This article is an excerpt from the Digital Procurement & Spend Management Insider report published in May 2022 which is available to download here.
In the previous edition of this report from Autumn 2021 we reported that the corporate market was the one market in the digital procurement ecosystem that bucks the wider hiring trends given the relatively small amount of hiring activity on the open market.
We noted that a survey of CPOs from The Hackett Group reports that over 40% of those surveyed had identified the need for specialist digital transformation expertise but had yet to create a role within their organisational structure.

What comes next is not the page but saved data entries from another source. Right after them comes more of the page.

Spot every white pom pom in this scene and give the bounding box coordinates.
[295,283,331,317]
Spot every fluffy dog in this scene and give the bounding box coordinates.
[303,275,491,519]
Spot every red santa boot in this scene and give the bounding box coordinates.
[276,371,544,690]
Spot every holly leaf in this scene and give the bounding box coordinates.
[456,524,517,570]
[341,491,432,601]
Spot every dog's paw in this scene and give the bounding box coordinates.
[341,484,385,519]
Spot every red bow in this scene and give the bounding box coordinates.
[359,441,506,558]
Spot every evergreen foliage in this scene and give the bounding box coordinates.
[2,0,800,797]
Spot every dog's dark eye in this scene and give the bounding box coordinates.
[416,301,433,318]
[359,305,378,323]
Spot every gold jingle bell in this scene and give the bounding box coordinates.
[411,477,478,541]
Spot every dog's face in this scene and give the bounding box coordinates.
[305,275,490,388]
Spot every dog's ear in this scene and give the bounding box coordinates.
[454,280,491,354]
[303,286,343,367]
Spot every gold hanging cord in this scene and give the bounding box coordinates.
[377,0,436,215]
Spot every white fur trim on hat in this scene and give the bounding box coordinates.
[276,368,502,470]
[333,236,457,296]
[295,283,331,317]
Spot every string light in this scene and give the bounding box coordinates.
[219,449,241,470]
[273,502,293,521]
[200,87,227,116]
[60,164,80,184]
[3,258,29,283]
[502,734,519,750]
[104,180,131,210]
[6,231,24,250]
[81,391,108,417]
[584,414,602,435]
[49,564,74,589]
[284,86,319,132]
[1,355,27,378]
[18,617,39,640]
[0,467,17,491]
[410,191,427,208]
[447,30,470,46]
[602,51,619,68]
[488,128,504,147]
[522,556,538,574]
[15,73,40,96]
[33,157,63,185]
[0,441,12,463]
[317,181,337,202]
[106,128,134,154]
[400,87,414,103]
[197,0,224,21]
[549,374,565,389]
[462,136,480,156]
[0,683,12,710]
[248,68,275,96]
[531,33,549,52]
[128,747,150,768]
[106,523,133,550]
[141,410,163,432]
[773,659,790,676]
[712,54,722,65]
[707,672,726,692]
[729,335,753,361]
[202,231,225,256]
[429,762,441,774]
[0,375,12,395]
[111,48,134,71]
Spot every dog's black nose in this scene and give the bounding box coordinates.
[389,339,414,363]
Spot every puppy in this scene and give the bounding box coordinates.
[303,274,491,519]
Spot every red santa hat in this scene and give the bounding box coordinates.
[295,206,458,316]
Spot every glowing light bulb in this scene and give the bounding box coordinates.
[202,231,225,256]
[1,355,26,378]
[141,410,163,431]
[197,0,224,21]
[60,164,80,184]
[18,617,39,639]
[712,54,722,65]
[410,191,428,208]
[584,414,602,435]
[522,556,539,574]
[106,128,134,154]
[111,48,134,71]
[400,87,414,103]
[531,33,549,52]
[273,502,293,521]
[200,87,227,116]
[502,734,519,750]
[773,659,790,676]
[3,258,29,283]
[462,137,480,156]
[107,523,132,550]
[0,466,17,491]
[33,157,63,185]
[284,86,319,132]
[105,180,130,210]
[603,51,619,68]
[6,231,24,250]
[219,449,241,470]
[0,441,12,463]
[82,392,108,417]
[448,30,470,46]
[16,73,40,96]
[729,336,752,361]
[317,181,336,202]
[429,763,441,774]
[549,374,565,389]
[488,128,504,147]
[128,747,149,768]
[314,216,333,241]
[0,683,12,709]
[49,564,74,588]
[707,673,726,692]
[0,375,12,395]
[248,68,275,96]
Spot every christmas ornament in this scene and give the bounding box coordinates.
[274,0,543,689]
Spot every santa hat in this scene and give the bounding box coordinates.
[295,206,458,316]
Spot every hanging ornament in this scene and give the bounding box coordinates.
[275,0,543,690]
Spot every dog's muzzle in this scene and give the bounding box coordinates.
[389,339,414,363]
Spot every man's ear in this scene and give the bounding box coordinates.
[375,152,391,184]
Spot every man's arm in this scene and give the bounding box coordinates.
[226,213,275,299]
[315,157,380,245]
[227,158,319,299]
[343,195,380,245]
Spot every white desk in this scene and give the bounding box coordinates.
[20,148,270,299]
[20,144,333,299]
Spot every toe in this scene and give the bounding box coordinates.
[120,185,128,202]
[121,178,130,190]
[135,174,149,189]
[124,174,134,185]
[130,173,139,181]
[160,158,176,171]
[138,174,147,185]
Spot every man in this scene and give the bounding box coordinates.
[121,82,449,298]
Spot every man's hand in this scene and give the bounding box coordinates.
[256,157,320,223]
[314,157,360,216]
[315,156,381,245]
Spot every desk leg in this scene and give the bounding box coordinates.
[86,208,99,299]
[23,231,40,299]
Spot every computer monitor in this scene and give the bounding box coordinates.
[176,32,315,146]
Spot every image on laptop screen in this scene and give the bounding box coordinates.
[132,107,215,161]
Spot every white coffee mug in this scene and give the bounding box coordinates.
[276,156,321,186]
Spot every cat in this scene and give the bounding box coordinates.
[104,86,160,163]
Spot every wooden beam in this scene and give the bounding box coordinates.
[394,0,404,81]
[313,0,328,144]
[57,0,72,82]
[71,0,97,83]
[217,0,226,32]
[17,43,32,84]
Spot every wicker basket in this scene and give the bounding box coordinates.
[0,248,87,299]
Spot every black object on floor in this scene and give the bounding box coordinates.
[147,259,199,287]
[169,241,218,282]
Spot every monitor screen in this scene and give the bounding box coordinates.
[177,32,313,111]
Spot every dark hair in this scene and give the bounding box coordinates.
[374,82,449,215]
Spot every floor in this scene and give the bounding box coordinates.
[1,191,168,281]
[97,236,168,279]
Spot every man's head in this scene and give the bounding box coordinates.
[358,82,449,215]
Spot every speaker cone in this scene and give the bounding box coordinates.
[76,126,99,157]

There has been progress, mainly from the procurement profession’s leading CPOs and their teams, but specialist roles dedicated to identifying, implementing and adopting the next generation of procurement tools remain rare, particularly on the open job market.
One notable exception is at Maersk where Paul Bray has used his considerable experience in transformation consulting (Ex Deloitte, IBM Atos) to recruit a team that will work closely with the procurement function to develop the range of solutions at their disposal.
Paul has hired Adam Brown, the former Head of Digital Procurement Garage at BT Sourced and Laurence Reddy, previously at BP where he worked on its SAP Ariba capability to play a key role in this process.
Both are widely respected by their peers and offer a depth of expertise that is still rare in the current market. Many organisations are still relying on consultancies for the sort of specialist expertise they bring to Maersk, but even those consultants tell us their work would be more successful if more of their customers made this sort of appointment.
Adam’s experience of building BT’s Digital Procurement Garage with CPO Cyril Pourrat has given him a unique view of the entire procurement tech ecosystem, and few can match his knowledge of the range of best-of-breed solutions available to the CPO. We asked him for his insight into how he sees the procurement tech market evolving in the next few years:
“By definition, paradigm-changing innovation tends to come from start-ups rather than incumbents. So, if we want to look to the future digitisation of procurement, we need to look at the start-up industry. “Of course, start-ups will typically have investors who demand a return, which means pressure for an exit, either acquisition or IPO.
The acquisition will often be from a large company, such as Microsoft and Suplari, Fieldglass/Ariba and SAP, etc. Once acquired the innovation often slows, as can the responsiveness. If this happens it will frustrate the original customers who bought into innovation and agility.
“Big enterprises like and need a steady state with their systems stack and this almost goes against innovation. This will also mean that the large enterprises will find it hard to innovate. If they implement some cutting-edge tech now and define a TOM to get the best use of it, this will then mean the enterprise as a whole will benefit from an acquisition and the de-risk it naturally brings. However, this will frustrate the individuals who collaborate on a daily basis with the start-up when the innovation and agility naturally slow.
“Big enterprise is complex, both requiring and desiring point solutions that go deep into digitisation of a process because they require (and can afford) the depth. Breadth across the process will be given by multiple solutions all going deep into their areas and aligned with subject matter expertise areas in the organisation (such as risk and security).
“The SME marketplace tends to require a point solution for a specific problem (such as risk, spend analytics, demand workflow) and then a lighter touch on adjacent process elements (e.g., I need deep spend analytics, but also some simple initiative management off the back of the spend).
All of this considered, there is a very high potential for divergence in the digital procurement solution marketplace being driven by investors, customers, ability for the founders and owners to resist a push in a direction they do not want.” It will be fascinating to observe the evolution of the market over the next few years to understand whether Adam’s concerns about innovation are realised.
On the subject of hiring activity at CPO level, whilst the general trend has been for increased vacancies, the market at a senior level appears to be quieter and actual appointments at CPO (board)
level are much lower than we have seen for some time, with fewer than 20 moves in the past six months.We have seen more activity at Procurement Director/VP level, but still much quieter than the general market and, in fact, in Corporate Procurement, for salaries above £120K, there is nowhere near as much movement as at lower levels.